У Франсуа озябли ноги. Он поправил одеяло. Краем уха он улавливал звуки рояля из соседней комнаты. Внезапно он услышал, вернее почувствовал глухие удары. Он приподнялся, насторожился. Так и есть! Глухие удары, попадавшие прямо в грудь. Этот паяц Фредерик продолжал играть.

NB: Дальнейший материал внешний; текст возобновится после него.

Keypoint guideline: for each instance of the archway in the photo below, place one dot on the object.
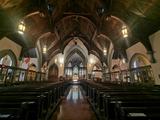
(140, 69)
(53, 73)
(138, 60)
(8, 58)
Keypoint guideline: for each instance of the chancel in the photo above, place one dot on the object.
(79, 59)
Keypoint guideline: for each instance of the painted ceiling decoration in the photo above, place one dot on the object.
(97, 23)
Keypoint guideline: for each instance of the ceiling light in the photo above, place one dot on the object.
(55, 60)
(104, 51)
(124, 32)
(44, 49)
(21, 27)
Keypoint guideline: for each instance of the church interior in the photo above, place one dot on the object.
(79, 59)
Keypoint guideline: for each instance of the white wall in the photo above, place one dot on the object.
(155, 42)
(6, 43)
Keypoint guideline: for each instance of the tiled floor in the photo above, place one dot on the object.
(74, 107)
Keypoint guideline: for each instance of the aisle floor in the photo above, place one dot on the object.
(74, 107)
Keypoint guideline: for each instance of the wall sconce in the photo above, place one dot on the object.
(55, 60)
(104, 51)
(21, 27)
(124, 31)
(61, 59)
(44, 49)
(123, 60)
(92, 61)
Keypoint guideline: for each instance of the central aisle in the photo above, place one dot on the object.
(74, 107)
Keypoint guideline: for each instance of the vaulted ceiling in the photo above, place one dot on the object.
(97, 23)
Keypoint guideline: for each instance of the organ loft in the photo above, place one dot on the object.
(79, 59)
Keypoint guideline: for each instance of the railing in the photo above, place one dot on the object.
(135, 75)
(11, 75)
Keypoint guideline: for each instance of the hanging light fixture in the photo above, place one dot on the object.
(105, 51)
(21, 27)
(124, 32)
(44, 49)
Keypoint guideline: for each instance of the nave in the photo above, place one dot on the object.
(86, 101)
(74, 106)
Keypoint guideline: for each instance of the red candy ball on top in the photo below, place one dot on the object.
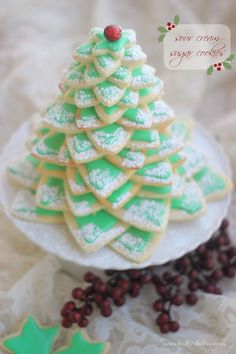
(113, 33)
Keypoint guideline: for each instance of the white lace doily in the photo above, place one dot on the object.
(180, 238)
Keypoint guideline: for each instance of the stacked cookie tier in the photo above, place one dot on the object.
(109, 159)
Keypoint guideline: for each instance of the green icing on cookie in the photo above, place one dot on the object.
(121, 194)
(131, 158)
(85, 97)
(156, 172)
(75, 77)
(91, 74)
(106, 64)
(32, 338)
(143, 77)
(103, 177)
(134, 54)
(88, 118)
(51, 193)
(81, 148)
(110, 138)
(91, 227)
(140, 116)
(61, 115)
(168, 146)
(130, 98)
(43, 131)
(121, 75)
(83, 204)
(80, 344)
(190, 202)
(160, 190)
(108, 93)
(109, 111)
(149, 136)
(133, 242)
(175, 159)
(76, 182)
(53, 167)
(210, 182)
(25, 170)
(161, 112)
(84, 51)
(180, 129)
(195, 160)
(146, 213)
(50, 145)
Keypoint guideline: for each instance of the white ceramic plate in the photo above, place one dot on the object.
(180, 237)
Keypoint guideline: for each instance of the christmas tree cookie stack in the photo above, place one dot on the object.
(108, 157)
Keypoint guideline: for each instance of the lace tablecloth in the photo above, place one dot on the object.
(36, 42)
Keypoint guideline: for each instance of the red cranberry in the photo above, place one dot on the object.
(163, 318)
(78, 294)
(66, 323)
(83, 322)
(191, 299)
(75, 317)
(70, 305)
(174, 326)
(158, 305)
(106, 312)
(112, 33)
(89, 277)
(177, 299)
(165, 328)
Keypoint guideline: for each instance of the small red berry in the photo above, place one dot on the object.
(163, 318)
(224, 225)
(104, 303)
(158, 305)
(145, 278)
(165, 328)
(87, 310)
(70, 305)
(112, 33)
(89, 277)
(120, 302)
(78, 294)
(100, 287)
(116, 293)
(66, 323)
(106, 312)
(191, 299)
(174, 326)
(177, 299)
(83, 322)
(75, 317)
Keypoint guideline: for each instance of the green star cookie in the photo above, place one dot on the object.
(32, 339)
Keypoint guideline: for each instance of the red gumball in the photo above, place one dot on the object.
(113, 33)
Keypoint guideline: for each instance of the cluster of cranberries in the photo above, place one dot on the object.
(218, 66)
(175, 283)
(169, 26)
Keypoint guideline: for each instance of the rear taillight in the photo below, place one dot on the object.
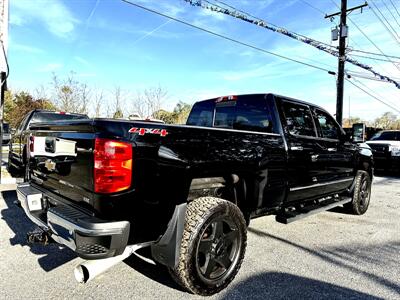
(112, 166)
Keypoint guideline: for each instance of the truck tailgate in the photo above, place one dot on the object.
(61, 159)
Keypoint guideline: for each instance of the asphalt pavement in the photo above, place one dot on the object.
(331, 255)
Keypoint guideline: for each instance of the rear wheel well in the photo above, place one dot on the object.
(232, 188)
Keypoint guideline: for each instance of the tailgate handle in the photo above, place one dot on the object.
(297, 148)
(50, 145)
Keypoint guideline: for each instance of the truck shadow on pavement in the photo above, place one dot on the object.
(275, 285)
(349, 257)
(54, 254)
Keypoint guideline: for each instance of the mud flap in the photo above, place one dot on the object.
(166, 251)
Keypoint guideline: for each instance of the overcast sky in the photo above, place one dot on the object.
(110, 43)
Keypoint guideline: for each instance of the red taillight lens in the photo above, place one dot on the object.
(112, 166)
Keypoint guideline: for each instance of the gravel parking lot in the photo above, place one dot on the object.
(330, 255)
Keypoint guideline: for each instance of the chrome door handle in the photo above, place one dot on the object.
(297, 148)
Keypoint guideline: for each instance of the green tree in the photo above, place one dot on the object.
(181, 112)
(386, 121)
(118, 114)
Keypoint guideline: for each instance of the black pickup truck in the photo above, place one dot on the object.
(105, 188)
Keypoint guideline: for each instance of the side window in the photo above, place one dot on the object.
(201, 114)
(253, 114)
(298, 119)
(329, 129)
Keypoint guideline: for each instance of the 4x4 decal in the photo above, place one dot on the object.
(143, 131)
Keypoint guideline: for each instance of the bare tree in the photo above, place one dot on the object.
(117, 111)
(149, 101)
(70, 95)
(98, 101)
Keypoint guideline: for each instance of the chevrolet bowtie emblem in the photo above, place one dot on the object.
(50, 165)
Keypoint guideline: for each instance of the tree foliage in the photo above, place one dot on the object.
(70, 95)
(148, 102)
(178, 116)
(387, 121)
(17, 105)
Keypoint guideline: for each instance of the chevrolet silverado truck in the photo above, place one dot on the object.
(17, 154)
(385, 147)
(105, 188)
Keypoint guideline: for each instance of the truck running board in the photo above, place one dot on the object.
(302, 212)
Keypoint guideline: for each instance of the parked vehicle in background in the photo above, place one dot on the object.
(105, 188)
(6, 133)
(18, 151)
(385, 147)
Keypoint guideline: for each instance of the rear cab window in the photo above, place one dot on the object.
(327, 127)
(298, 119)
(247, 113)
(386, 135)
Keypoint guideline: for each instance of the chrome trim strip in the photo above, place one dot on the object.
(320, 184)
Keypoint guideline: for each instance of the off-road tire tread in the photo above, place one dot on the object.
(196, 214)
(354, 206)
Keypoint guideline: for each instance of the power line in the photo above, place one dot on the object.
(264, 24)
(383, 23)
(395, 19)
(227, 38)
(376, 98)
(373, 53)
(250, 15)
(364, 75)
(373, 58)
(314, 7)
(367, 37)
(371, 91)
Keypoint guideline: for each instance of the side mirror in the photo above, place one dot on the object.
(359, 133)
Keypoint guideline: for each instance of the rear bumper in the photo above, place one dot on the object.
(88, 236)
(387, 162)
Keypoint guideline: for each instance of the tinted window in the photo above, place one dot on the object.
(252, 114)
(386, 135)
(201, 114)
(6, 128)
(225, 114)
(298, 119)
(246, 113)
(50, 116)
(329, 129)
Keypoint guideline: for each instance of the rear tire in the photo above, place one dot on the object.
(361, 194)
(14, 172)
(212, 247)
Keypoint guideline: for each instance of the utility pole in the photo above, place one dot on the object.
(3, 67)
(343, 32)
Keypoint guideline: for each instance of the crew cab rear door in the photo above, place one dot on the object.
(337, 154)
(304, 167)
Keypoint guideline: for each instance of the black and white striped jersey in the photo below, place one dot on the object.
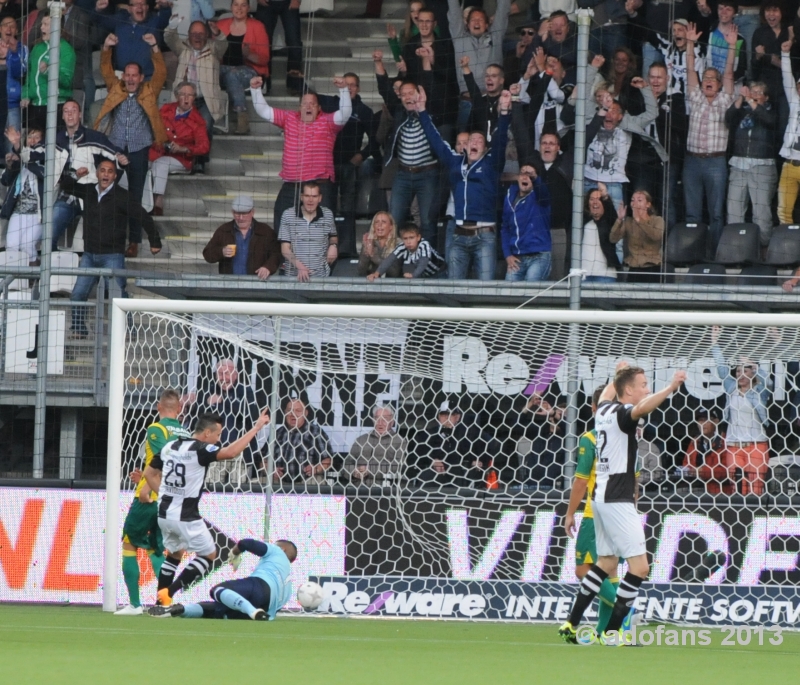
(183, 464)
(617, 450)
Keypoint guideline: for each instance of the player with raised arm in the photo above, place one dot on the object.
(141, 530)
(259, 596)
(178, 474)
(617, 526)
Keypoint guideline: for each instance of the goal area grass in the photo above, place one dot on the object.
(69, 645)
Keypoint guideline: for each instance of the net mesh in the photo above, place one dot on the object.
(424, 449)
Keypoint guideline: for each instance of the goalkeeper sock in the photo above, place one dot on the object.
(627, 592)
(156, 561)
(233, 600)
(194, 571)
(589, 587)
(167, 573)
(606, 598)
(130, 571)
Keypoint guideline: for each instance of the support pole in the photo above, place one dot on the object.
(47, 207)
(274, 405)
(574, 341)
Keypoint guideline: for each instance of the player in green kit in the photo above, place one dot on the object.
(141, 530)
(585, 548)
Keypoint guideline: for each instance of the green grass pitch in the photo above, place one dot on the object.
(71, 645)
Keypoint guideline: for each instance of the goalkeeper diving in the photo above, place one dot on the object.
(259, 596)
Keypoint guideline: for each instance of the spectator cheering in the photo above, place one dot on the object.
(378, 244)
(106, 210)
(475, 181)
(130, 118)
(77, 149)
(377, 454)
(417, 257)
(246, 58)
(643, 234)
(187, 139)
(309, 243)
(309, 139)
(244, 246)
(131, 27)
(34, 92)
(525, 232)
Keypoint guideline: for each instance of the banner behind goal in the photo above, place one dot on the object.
(439, 445)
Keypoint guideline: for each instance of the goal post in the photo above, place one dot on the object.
(502, 375)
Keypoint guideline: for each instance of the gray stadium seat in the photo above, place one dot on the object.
(686, 244)
(738, 245)
(784, 246)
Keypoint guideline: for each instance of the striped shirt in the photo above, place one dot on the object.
(420, 263)
(309, 239)
(707, 130)
(413, 148)
(131, 129)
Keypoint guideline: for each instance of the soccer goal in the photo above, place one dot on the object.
(422, 458)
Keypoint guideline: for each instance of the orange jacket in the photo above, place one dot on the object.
(255, 37)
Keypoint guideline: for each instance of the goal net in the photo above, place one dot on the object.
(422, 459)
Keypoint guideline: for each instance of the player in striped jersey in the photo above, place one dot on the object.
(178, 474)
(141, 530)
(617, 526)
(260, 596)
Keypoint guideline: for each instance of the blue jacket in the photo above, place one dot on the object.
(526, 224)
(17, 66)
(131, 46)
(475, 186)
(757, 396)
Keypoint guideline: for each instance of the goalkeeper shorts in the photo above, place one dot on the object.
(618, 529)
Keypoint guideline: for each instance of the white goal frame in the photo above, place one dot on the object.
(117, 359)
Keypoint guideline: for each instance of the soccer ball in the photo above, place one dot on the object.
(310, 595)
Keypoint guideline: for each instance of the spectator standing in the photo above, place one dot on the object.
(309, 243)
(247, 57)
(478, 40)
(130, 118)
(525, 231)
(23, 204)
(34, 92)
(288, 11)
(790, 151)
(378, 244)
(130, 28)
(187, 140)
(244, 246)
(707, 457)
(475, 182)
(598, 256)
(349, 154)
(752, 119)
(14, 54)
(705, 171)
(77, 149)
(199, 63)
(309, 136)
(417, 172)
(106, 210)
(747, 417)
(643, 234)
(302, 450)
(377, 454)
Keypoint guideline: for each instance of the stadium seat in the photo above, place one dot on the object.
(705, 274)
(784, 246)
(686, 244)
(738, 245)
(758, 274)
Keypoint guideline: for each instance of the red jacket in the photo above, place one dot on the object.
(188, 132)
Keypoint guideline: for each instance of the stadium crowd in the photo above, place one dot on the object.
(692, 117)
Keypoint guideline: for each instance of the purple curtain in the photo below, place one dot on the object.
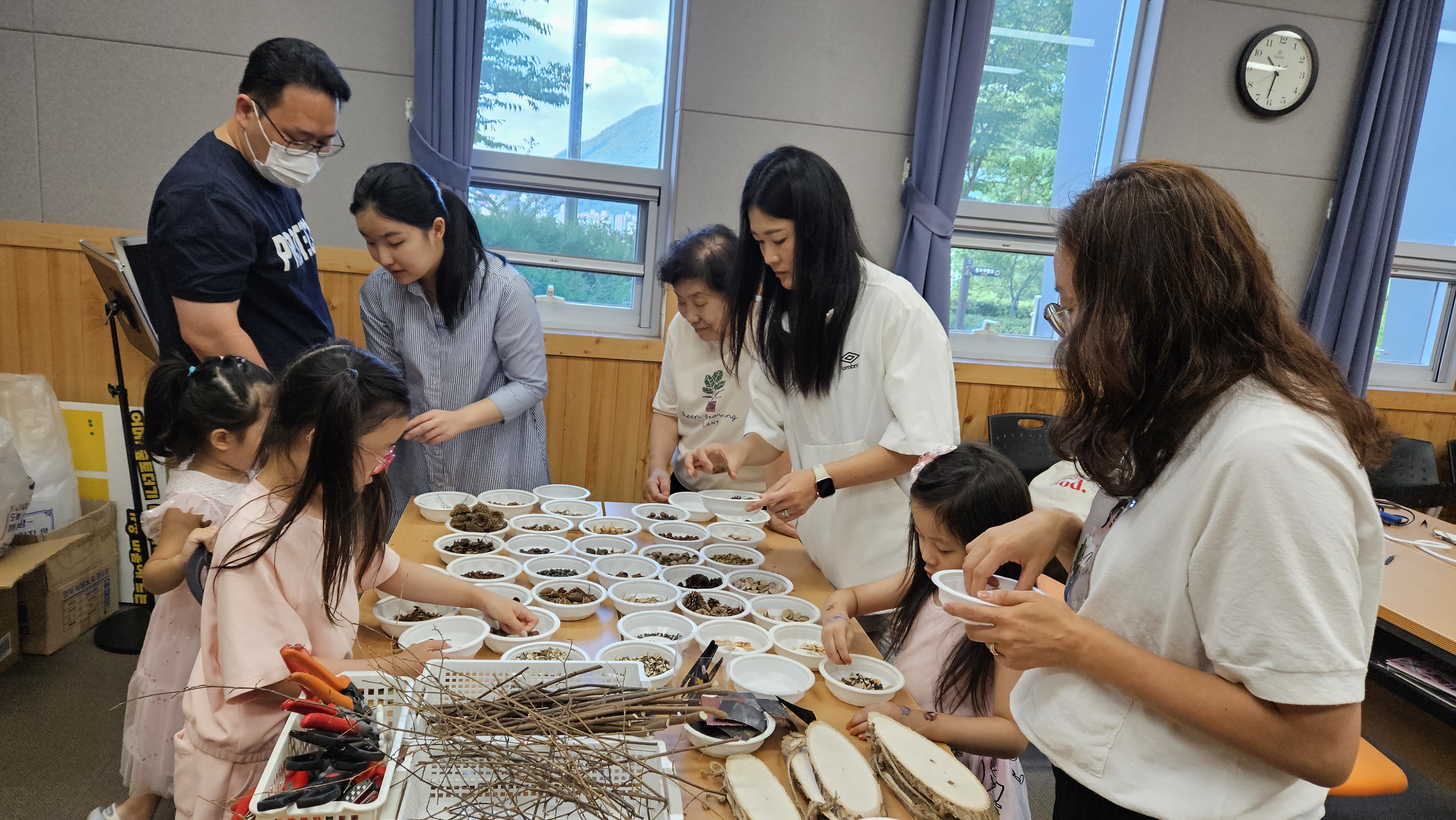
(449, 40)
(956, 39)
(1346, 295)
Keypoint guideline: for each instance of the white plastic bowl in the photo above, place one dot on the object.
(721, 630)
(694, 505)
(462, 633)
(729, 749)
(509, 567)
(558, 525)
(788, 636)
(864, 665)
(771, 677)
(571, 611)
(535, 566)
(663, 529)
(614, 545)
(605, 570)
(636, 649)
(777, 605)
(641, 513)
(633, 627)
(554, 492)
(630, 527)
(727, 599)
(446, 541)
(388, 610)
(510, 503)
(713, 550)
(571, 509)
(436, 506)
(521, 547)
(669, 594)
(573, 652)
(758, 576)
(678, 575)
(547, 626)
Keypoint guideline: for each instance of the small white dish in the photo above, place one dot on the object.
(571, 611)
(557, 492)
(771, 677)
(462, 634)
(611, 527)
(764, 576)
(777, 605)
(727, 502)
(679, 534)
(547, 626)
(694, 505)
(503, 566)
(713, 551)
(510, 503)
(788, 637)
(436, 506)
(443, 545)
(593, 548)
(864, 665)
(606, 570)
(537, 566)
(636, 626)
(644, 588)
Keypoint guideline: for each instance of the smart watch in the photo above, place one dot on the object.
(823, 483)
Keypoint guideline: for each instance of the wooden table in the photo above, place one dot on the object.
(414, 540)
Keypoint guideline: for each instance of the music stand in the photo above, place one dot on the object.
(126, 630)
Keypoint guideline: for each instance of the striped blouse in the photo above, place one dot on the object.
(496, 352)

Теперь я начинаю кое в чем разбираться, Анни. В сущности, ты охраняла мир в монмартровской квартирке, мир нескромной модистки, крохотный мир Парижа. Ты работала так же, как и раньше, в те же часы, тем же поездом метро ездила в свою контору и так же опаздывала, как всегда. А я — стал войной. Я даже неловко себя чувствовал в штатском, и ты это замечала. Когда рядом громыхал автобус — и у меня возникал внезапный рефлекс зверя, — ты поражалась. Если бы ты знала, что в течение всего отпуска грохот метро и грузовиков, скрежет автомобильного тормоза звучали для меня, как летящий снаряд. Ты с нежностью представляла себе мое возвращение. Ты создала себе из этого сценарий. А я не смог предупредить тебя о приезде. Я вскочил в дополнительный поезд в Меце. Я не позвонил тебе в контору, так как знал, что там переменили номер телефона. И вот вечером, переполненный счастьем, я появился на улице Шевалье де ла Бар. Постучал в нашу дверь. Прости — в твою дверь. У тебя был насморк. Я застал тебя врасплох в розовом домашнем фартучке и лишил тебя всех удовольствий от приготовлений к моему возвращению, о котором ты уже заранее мечтала. В твоем удивлении чувствовалось некоторое разочарование. Ты, наверно, заподозрила меня в том, что я поддался смутному чувству ревности и хотел застать тебя врасплох, если не за чем-нибудь дурным, то за тем, что ты живешь мирной жизнью. Но ты ошиблась. Послушай, Анни, есть одна вещь, которую я тебе никогда не рассказывал. Мой отец пришел с войны в свой первый отпуск в 1915 году, тяжело навьюченный, грязный, заспанный, хлебнувший вина, заправский пехотный сержант. Мать встретила его такими или примерно такими словами: «От тебя пахнет вином». О, это было сказано без всякой злобы, просто — непосредственная реакция аккуратной буржуазки, которая никогда не лицезрела своего мужа в таком виде. В их отношениях уже и прежде намечалась трещина. Отец пришел в ярость, и между ними все было кончено. Эта грустная история, с тиражом в миллионы экземпляров, повторяется из поколения в поколение со времен крестовых походов.